Through this roundabout series of events, Flemons, Giddens and Robinson began playing together, both with Thompson and on their own.
"We got our hands on a copy of a movie called 'Louis Bluie', about a fellow named Howard Armstrong who played fiddle and mandolin from the late '20s on," says Flemons. "He had a group with his brothers early on called the Tennessee Chocolate Drops, and Rhiannon up and said, 'Well, why don't we call ourselves the Carolina Chocolate Drops?'"
With the thought of amplifying the Piedmont style with their performance and aiming toward the prestigious festival circuit, the Carolina Chocolate Drops began rehearsing in earnest.
Beginning with the Mt. Airy Fiddlers Convention, the Drops have captivated every audience they've entertained, from the Folk Alliance Festival to Merlefest to the Newport Folk Festival. The Drops have already done three successful circuits of Canada in the past year and a half and will add a European tour to their resume next spring.
In the midst of their relentless touring/festival-going, the Drops recorded their debut, "Dona Got a Ramblin' Mind."
A mix of traditional tunes that the trio has picked up themselves over the years on and rearranged to suit their current style (including "Dixie," "Tom Dula" and "Sourwood Mountain") as well as old time songs they learned from Thompson (from "Georgie Buck" to "Black Annie" to the title track), "Dona Got a Ramblin' Mind" offers an amazing glimpse into the black string band heritage with a reverence for the style's roots and an energetic ear for bringing the style into the present tense without losing its original flavor.
The album came about more by virtue of economic necessity than artistic desire.
"We were doing a lot of school shows at the time, and we needed something to sell," says Flemons. "We jumped into the studio one day after a school show and cut all the tunes in a take or two then we mixed it the next day. We weren't expecting 'Dona Got a Ramblin' Mind' to go as far as it has gone so far. We've just been amazed by it."

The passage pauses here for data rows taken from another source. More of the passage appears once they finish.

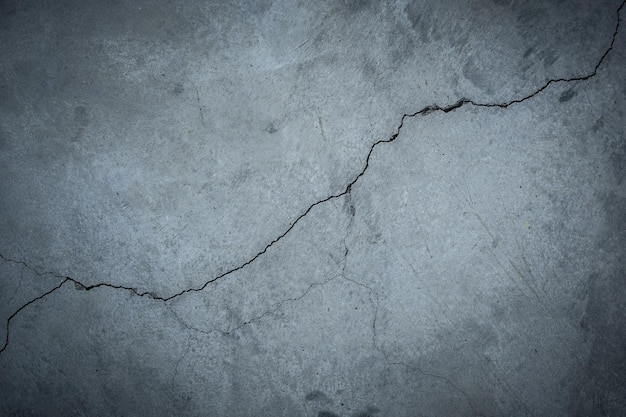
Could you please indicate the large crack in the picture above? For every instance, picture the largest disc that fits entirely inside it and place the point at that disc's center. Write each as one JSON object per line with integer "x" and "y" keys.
{"x": 422, "y": 112}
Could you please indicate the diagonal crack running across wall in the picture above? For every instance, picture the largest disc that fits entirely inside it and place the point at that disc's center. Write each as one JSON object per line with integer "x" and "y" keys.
{"x": 423, "y": 112}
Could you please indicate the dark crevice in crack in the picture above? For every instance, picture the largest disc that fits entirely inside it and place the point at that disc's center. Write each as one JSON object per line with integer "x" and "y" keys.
{"x": 275, "y": 308}
{"x": 423, "y": 112}
{"x": 385, "y": 355}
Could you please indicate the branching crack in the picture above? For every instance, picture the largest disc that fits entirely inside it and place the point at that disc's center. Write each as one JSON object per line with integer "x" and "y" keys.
{"x": 423, "y": 112}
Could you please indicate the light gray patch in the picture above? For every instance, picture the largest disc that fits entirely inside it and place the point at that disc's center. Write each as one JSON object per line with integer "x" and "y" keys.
{"x": 475, "y": 75}
{"x": 420, "y": 19}
{"x": 8, "y": 7}
{"x": 316, "y": 396}
{"x": 178, "y": 89}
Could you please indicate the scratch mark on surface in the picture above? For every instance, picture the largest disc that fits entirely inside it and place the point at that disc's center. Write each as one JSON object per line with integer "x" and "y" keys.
{"x": 200, "y": 107}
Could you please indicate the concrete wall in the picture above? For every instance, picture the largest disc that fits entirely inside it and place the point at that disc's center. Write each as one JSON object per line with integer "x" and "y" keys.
{"x": 335, "y": 208}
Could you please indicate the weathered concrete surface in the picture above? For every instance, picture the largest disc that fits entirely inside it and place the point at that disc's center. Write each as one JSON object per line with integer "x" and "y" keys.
{"x": 345, "y": 208}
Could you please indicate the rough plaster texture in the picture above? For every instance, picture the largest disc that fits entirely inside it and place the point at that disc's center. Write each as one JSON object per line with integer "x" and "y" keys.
{"x": 334, "y": 208}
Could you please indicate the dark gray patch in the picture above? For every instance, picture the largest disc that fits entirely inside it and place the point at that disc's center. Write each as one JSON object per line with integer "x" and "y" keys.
{"x": 528, "y": 52}
{"x": 549, "y": 57}
{"x": 327, "y": 414}
{"x": 81, "y": 120}
{"x": 316, "y": 396}
{"x": 618, "y": 166}
{"x": 599, "y": 124}
{"x": 567, "y": 95}
{"x": 600, "y": 387}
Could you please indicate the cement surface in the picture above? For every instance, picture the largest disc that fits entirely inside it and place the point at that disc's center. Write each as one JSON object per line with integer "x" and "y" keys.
{"x": 344, "y": 208}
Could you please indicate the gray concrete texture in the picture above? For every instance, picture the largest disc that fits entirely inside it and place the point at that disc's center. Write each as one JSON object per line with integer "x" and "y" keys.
{"x": 336, "y": 208}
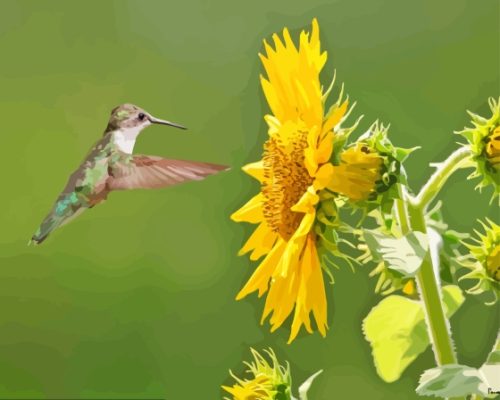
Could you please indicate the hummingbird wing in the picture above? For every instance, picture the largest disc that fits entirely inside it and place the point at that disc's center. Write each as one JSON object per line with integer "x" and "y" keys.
{"x": 151, "y": 172}
{"x": 85, "y": 188}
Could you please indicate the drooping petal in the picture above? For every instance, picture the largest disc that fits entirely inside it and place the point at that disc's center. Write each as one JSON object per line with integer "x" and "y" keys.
{"x": 251, "y": 211}
{"x": 263, "y": 274}
{"x": 255, "y": 170}
{"x": 261, "y": 242}
{"x": 311, "y": 295}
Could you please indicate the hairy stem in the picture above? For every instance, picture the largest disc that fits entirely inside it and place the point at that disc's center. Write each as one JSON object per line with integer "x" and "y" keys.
{"x": 411, "y": 215}
{"x": 444, "y": 170}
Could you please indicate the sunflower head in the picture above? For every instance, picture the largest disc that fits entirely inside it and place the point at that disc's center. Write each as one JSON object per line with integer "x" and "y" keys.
{"x": 367, "y": 170}
{"x": 265, "y": 381}
{"x": 484, "y": 140}
{"x": 293, "y": 173}
{"x": 484, "y": 261}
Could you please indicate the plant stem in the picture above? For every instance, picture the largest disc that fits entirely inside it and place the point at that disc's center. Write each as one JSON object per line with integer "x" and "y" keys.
{"x": 430, "y": 293}
{"x": 411, "y": 215}
{"x": 444, "y": 170}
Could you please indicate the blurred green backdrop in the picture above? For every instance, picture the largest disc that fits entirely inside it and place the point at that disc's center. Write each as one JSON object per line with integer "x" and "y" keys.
{"x": 135, "y": 298}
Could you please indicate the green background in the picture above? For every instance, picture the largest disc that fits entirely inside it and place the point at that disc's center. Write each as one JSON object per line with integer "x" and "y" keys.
{"x": 134, "y": 299}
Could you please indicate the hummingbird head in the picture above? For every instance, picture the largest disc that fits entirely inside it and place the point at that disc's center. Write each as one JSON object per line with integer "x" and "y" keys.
{"x": 130, "y": 117}
{"x": 127, "y": 121}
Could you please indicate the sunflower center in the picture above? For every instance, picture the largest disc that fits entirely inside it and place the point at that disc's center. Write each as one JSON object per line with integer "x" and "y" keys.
{"x": 286, "y": 179}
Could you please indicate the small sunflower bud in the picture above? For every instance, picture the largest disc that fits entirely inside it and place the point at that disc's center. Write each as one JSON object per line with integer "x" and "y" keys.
{"x": 484, "y": 261}
{"x": 484, "y": 141}
{"x": 369, "y": 169}
{"x": 267, "y": 381}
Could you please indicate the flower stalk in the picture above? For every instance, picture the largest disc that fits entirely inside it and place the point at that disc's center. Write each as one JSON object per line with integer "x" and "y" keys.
{"x": 455, "y": 161}
{"x": 411, "y": 214}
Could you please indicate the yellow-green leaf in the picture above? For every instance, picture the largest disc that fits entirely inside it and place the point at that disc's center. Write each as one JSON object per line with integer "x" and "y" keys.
{"x": 396, "y": 331}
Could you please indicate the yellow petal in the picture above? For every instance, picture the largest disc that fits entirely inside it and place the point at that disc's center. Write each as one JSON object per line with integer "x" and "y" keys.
{"x": 294, "y": 247}
{"x": 261, "y": 242}
{"x": 311, "y": 294}
{"x": 260, "y": 278}
{"x": 307, "y": 202}
{"x": 255, "y": 170}
{"x": 251, "y": 211}
{"x": 323, "y": 176}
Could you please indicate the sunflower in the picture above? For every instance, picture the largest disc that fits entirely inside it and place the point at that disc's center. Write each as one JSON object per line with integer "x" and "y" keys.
{"x": 484, "y": 140}
{"x": 484, "y": 261}
{"x": 294, "y": 168}
{"x": 268, "y": 381}
{"x": 358, "y": 172}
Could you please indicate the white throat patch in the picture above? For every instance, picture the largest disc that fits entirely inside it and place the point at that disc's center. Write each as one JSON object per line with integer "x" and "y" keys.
{"x": 124, "y": 139}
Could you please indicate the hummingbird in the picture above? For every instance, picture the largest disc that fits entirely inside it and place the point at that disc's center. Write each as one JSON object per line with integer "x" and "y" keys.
{"x": 111, "y": 165}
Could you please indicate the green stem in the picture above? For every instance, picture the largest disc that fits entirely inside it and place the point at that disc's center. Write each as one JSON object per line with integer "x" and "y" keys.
{"x": 455, "y": 161}
{"x": 411, "y": 215}
{"x": 430, "y": 292}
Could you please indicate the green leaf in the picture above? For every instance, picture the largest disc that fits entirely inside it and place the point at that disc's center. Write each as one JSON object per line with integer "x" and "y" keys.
{"x": 490, "y": 370}
{"x": 452, "y": 381}
{"x": 304, "y": 388}
{"x": 404, "y": 254}
{"x": 397, "y": 333}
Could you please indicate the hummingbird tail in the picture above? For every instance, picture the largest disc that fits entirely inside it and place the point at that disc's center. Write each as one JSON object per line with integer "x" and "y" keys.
{"x": 48, "y": 225}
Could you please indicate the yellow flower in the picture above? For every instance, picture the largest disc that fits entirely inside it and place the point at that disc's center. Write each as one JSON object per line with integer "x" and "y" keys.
{"x": 258, "y": 388}
{"x": 294, "y": 168}
{"x": 267, "y": 382}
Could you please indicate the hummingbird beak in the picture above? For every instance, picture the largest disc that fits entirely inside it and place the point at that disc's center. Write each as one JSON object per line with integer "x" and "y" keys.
{"x": 154, "y": 120}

Perhaps the most amazing aspect of the album at this juncture in the band's short history is the positive reception that it's generated, considering that it represents the Drops in a very early mindset. Flemons is quick to note that the trio plays all of the material on the CD with much greater proficiency now but that it remains an accurate representation of the band's skill and passion.

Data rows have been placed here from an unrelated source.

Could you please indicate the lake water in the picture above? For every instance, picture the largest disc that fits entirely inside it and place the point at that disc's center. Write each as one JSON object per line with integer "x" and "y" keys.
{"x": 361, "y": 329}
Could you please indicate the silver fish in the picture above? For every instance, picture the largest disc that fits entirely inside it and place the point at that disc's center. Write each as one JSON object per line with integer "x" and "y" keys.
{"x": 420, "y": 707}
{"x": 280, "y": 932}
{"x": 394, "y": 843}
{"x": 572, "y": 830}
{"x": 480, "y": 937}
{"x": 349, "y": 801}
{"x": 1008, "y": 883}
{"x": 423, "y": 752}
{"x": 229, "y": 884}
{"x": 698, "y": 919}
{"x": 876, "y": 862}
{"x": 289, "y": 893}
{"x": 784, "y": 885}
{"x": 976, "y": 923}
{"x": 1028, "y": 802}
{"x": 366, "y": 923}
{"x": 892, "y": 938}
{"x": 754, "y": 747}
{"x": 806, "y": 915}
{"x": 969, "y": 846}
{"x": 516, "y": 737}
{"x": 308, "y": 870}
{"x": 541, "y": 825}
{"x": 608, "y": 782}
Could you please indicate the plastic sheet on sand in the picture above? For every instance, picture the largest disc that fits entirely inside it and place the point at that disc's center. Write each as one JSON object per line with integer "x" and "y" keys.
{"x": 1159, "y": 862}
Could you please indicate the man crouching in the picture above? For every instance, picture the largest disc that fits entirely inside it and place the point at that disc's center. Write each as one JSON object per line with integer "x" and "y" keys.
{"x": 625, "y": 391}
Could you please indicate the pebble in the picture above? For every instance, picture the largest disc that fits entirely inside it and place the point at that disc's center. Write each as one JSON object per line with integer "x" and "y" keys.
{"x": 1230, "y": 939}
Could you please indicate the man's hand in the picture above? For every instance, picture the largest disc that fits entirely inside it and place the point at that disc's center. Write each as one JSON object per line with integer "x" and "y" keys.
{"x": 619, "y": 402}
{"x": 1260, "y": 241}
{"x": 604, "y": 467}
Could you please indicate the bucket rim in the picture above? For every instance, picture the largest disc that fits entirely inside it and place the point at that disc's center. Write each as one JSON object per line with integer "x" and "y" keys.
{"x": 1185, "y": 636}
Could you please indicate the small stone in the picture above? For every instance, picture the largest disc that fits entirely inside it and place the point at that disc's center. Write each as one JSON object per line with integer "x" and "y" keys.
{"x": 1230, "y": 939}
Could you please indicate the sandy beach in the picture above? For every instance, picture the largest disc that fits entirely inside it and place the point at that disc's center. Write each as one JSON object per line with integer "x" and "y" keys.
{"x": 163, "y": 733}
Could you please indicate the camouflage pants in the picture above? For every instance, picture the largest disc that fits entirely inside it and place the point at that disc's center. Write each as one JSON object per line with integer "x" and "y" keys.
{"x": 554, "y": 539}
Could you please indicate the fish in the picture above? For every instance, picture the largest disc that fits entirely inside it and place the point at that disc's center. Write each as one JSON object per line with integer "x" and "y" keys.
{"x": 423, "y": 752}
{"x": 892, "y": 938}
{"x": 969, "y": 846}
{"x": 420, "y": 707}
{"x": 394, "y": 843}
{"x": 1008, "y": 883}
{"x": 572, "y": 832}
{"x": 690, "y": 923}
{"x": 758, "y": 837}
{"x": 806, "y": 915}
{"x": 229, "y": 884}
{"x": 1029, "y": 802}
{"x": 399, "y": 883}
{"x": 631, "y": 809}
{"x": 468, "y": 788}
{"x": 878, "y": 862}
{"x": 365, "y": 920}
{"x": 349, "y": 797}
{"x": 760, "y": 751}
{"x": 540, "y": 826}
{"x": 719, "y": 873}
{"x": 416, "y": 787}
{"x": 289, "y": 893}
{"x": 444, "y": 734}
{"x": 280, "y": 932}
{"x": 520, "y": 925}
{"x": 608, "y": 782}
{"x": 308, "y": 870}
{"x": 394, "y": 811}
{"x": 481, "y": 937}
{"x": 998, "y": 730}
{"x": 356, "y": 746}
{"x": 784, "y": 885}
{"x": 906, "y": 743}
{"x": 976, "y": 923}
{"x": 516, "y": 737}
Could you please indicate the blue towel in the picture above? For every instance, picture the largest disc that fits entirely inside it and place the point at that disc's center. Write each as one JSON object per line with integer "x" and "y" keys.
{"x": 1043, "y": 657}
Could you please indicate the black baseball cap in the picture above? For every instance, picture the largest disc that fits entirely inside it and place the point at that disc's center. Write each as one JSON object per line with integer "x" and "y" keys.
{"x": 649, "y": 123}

"It's nice to know that we have something that's representative enough to have people come out, and we're not hanging our heads in shame," says Flemons with a laugh.
A good many groups have started down this path of discovery and interpretation of songs gone by, only to abandon it in favor of writing their own songs in a similar style.

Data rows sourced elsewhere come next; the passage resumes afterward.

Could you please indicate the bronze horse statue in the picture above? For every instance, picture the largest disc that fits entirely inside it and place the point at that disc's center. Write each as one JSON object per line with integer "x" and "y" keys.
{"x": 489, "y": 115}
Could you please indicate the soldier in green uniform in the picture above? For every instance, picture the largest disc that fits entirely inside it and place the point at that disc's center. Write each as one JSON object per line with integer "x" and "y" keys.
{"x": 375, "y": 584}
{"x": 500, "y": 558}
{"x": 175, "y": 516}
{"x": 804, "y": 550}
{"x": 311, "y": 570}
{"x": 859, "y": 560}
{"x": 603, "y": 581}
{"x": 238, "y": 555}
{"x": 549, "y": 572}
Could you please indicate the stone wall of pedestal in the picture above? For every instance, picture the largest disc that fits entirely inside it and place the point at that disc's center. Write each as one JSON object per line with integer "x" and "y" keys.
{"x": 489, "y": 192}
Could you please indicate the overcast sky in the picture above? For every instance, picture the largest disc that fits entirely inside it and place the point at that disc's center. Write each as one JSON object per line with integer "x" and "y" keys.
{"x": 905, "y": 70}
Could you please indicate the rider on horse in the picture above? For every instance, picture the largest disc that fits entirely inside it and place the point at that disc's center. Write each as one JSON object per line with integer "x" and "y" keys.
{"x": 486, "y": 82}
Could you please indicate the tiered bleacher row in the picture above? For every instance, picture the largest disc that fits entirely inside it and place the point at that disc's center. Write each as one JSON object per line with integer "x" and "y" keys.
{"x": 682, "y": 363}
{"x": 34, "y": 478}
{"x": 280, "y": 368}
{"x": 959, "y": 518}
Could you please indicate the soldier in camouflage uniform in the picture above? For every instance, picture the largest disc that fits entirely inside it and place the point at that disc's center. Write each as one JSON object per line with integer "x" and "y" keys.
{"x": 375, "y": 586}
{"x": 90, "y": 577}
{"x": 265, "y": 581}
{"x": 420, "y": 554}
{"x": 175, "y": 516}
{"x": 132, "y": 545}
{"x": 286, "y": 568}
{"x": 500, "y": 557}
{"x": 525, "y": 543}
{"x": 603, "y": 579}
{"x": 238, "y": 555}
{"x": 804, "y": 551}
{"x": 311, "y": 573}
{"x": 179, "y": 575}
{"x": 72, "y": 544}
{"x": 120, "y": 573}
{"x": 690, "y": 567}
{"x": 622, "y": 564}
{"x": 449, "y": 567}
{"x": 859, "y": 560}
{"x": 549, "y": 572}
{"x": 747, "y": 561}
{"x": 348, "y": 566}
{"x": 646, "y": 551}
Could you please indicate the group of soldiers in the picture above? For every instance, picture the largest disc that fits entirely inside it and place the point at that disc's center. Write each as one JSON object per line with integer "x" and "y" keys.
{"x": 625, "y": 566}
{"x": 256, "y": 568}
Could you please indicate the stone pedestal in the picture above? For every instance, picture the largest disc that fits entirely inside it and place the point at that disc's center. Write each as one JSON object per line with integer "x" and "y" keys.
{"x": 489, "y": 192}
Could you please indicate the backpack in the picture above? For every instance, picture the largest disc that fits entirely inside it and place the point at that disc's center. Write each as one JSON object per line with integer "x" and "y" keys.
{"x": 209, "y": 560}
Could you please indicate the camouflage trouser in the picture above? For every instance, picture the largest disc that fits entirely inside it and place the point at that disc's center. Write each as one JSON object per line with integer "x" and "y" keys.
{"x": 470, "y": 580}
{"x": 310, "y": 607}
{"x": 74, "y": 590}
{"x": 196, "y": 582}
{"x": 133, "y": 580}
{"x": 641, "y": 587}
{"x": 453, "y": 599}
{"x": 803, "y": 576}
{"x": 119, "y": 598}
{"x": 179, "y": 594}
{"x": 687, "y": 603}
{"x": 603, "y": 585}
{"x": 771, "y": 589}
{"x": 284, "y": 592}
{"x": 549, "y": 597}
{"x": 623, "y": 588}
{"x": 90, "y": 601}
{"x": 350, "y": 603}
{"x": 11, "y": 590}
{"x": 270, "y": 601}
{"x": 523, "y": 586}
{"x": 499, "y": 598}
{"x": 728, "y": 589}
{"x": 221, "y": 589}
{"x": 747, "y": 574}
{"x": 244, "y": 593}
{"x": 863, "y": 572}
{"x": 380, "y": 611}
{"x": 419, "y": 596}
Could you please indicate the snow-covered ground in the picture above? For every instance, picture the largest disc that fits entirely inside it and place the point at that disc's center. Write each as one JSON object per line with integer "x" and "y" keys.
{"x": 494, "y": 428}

Although Flemons admits that he and the Drops have written a handful of originals (he's released a solo album of his own compositions), he says that the band is more than content to uncover and disseminate musical nuggets from the past than to try to create their own from that inspiration. The fact is that the Drops are examining so many obscure sources for their material that the songs, unheard for years by the wider public, almost play like new tunes.
"It's amazing what's gone down," says Flemons. "I'm a big fan of the music that American culture has produced. If I never wrote another tune, I'd be okay for material. I wouldn't need it because there's so much out there. Even taking the same forms and changing verses or making it fit a modern context, that may be the way to go. A lot of bands will start out in old time music, and then they'll start writing songs, and that's the end of them. They start doing original material, and all of a sudden, it becomes a battle of 'How good is their original material compared to the old time stuff?' That shouldn't be the case but that's what ends up happening. It's a real sensitive area. If we have tunes that we've written that we approve of, then we'll start putting those out there. For now, interpreting old tunes and redesigning and rearranging them has been fine."
The Carolina Chocolate Drops have seen their profile rise exponentially over the past few months, especially since the official release of "Dona Got a Ramblin' Mind" on the Music Maker Relief Foundation label.
Back in September, the Drops joined Thompson on stage at the National Endowment for the Arts Heritage Fellowship awards ceremony where he was honored with the fellowship, the highest accolade in folk and traditional arts. Given the importance being placed on the cultural aspects of this music, Flemons says he and the Drops recognize and yet try not to overemphasize the responsibility that they all share in bringing it into the light.
"It's mind blowing to think we're young blacks that are picking up on Joe's tradition, and he's the last in his family, and if he'd passed at any point before we had come along, his family tradition would be done," says Flemons.